Kenichi Asai

Kenichi Asai

Associate Professor
Dept. of Information Science, Ochanomizu University

Delimited Continuations for Everyone

Have you thought of continuations as something that only program semanticists and compiler implementers are concerned with? In fact, the concept of continuations appears everywhere and is useful for everyone. In this talk, I first introduce delimited continuations from the programmer's perspective directly without requiring any program transformation or semantic arguments. I then show how various seemingly complex programs can be written simply and concisely by manipulating delimited continuations. The goal here is to convince you that delimited continuations are useful in day-to-day programming. Finally, I speculate on the Curry-Howard isomorphism of delimited continuations, which could open the door for the introduction of delimited continuations into theorem proving.

References

Biography

Kenichi Asai is an associate professor in the Department of Information Science at Ochanomizu University, Japan. His research interest centers around the "essence" (in his own way) of programming languages.
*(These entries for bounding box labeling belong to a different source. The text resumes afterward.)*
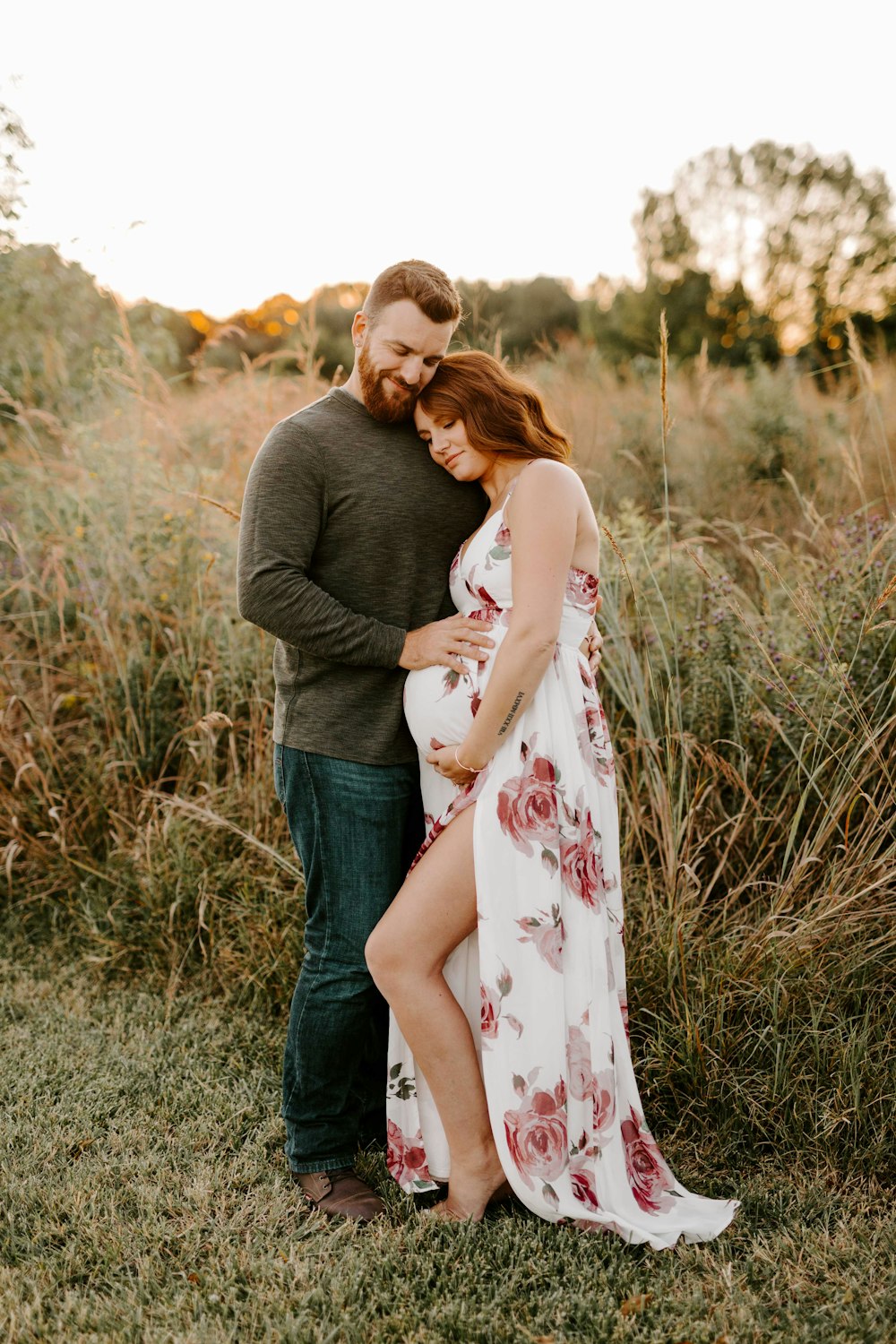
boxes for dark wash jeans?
[274,744,425,1172]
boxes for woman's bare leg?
[366,806,504,1218]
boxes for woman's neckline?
[457,473,521,564]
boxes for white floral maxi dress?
[387,489,737,1250]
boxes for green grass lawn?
[0,922,896,1344]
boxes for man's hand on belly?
[398,616,495,674]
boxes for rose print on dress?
[497,734,559,859]
[565,569,598,613]
[479,967,522,1048]
[560,809,603,910]
[504,1069,567,1198]
[622,1107,676,1214]
[570,1150,600,1214]
[485,523,511,570]
[517,905,564,970]
[385,1120,433,1190]
[387,489,737,1249]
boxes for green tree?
[635,140,896,351]
[0,102,32,241]
[0,244,121,411]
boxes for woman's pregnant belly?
[404,661,482,755]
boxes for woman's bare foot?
[426,1153,513,1223]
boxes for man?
[237,261,599,1220]
[237,261,492,1219]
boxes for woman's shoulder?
[514,457,587,502]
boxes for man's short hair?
[364,261,463,327]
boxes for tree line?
[0,115,896,417]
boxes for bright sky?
[6,0,896,317]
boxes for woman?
[366,352,737,1249]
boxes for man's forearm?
[237,566,407,668]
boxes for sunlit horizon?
[6,0,896,319]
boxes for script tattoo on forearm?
[498,691,525,737]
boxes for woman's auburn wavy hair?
[417,349,573,462]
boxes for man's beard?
[358,346,417,425]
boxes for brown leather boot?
[290,1167,385,1223]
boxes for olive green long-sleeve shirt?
[237,389,487,765]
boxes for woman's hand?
[579,621,603,680]
[426,746,478,789]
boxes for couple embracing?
[237,261,737,1249]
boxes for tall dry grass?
[0,333,896,1172]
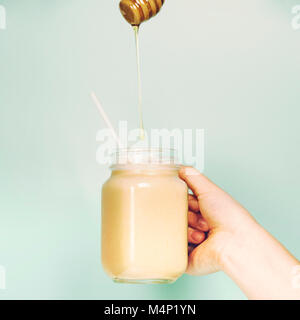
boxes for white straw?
[91,91,122,148]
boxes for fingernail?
[192,231,203,242]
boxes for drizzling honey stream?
[120,0,165,140]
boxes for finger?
[189,194,200,212]
[188,211,209,232]
[179,167,221,198]
[188,227,205,244]
[188,244,196,254]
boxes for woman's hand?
[179,167,300,299]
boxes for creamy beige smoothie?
[102,151,188,283]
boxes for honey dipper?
[120,0,165,26]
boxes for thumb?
[179,167,249,228]
[179,167,224,200]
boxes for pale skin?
[179,167,300,300]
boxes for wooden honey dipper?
[120,0,165,26]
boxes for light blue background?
[0,0,300,299]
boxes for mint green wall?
[0,0,300,299]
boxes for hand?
[179,167,300,299]
[179,167,256,275]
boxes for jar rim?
[111,147,180,168]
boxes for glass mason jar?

He designed a Scheme-based reflective language Black (code), because reflective languages represent the essence of interpreters in the most distilled way. He studied partial evaluation because it is the only general framework for compilation of reflective languages. He was attracted to delimited continuations because they explain various complex behavior of programming languages in a succinct and understandable manner. He is also interested in education of programming languages, because teaching forces us to think about the essence. He is a strong advocator of Design Recipe, which he believes is one of the essence of programming in general, and uses it to teach OCaml in the university. He ported the universe teachpack of Racket to OCaml, because it exhibits the essential model of game programming.

Recently, he is co-developing an interactive OCaml type debugger as well as an OCaml stepper that uses delimited continuations in a non-trivial way. He believes both the tools are essential for beginning students.